Alfred Lord Tennyson was born on August 6, 1809 in England and died October 6, 1892.He followed William Wordsworth as Poet Laureate of Great Britain. He held that position from 1850 to the time of his death in 1892, the longest tenure of any laureate. Robert Browning was his contemporary who said Tennyson was “insane” with revising his manuscripts extensively. T.S. Elliot described Tennyson as “the saddest of all English poets.” W. H. Auden said about Tennyson, “There was little about melancholia he didn’t know; there was little else that he did.”

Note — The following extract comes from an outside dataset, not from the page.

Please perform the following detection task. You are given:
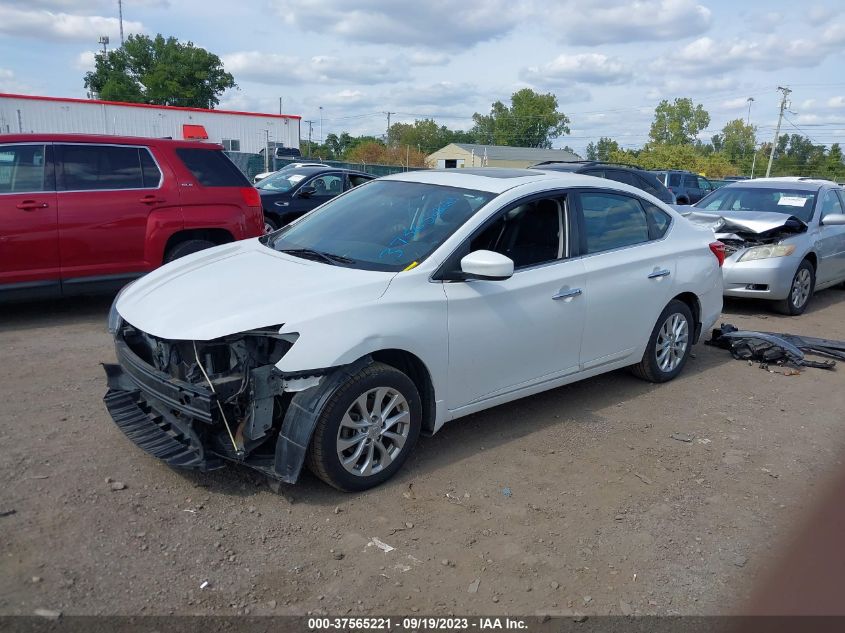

Here are some Tennyson quotes:
“So sad, so fresh the days that are no more.”
“The words ‘far, far away’ had always a strange charm.”
“The city is built
To music, therefore never built at all,
And therefore built forever.”
“I am a part of all that I have met;
Yet all experience is an arch wherethrough
Gleams that untravelled world, whose margin fades
For ever and for ever when I move.”
“The red rose cries, “She is near, she is near;”
And the white rose weeps, “She is late;”
The larkspur listens, “I hear, I hear;”
And the lily whispers, “I wait.”
3 responses to “Alfred Lord Tennyson Quotes”
Crossing the Bar ~ Alfred Lord Tennyson
Sunset and evening star,
And one clear call for me!
And may there be no moaning of the bar,
When I put out to sea,
But such a tide as moving seems asleep,
Too full for sound and foam,
When that which drew from out the boundless deep
Turns again home.
Twilight and evening bell,
And after that the dark!
And may there be no sadness of farewell,
When I embark;
For though from out our bourne of Time and Place
The flood may bear me far,
I hope to see my Pilot face to face
When I have crost the bar.
Gary, are you a Tennyson fan? Thanks for the poem.
I love Tennyson’s work and this poem in particular.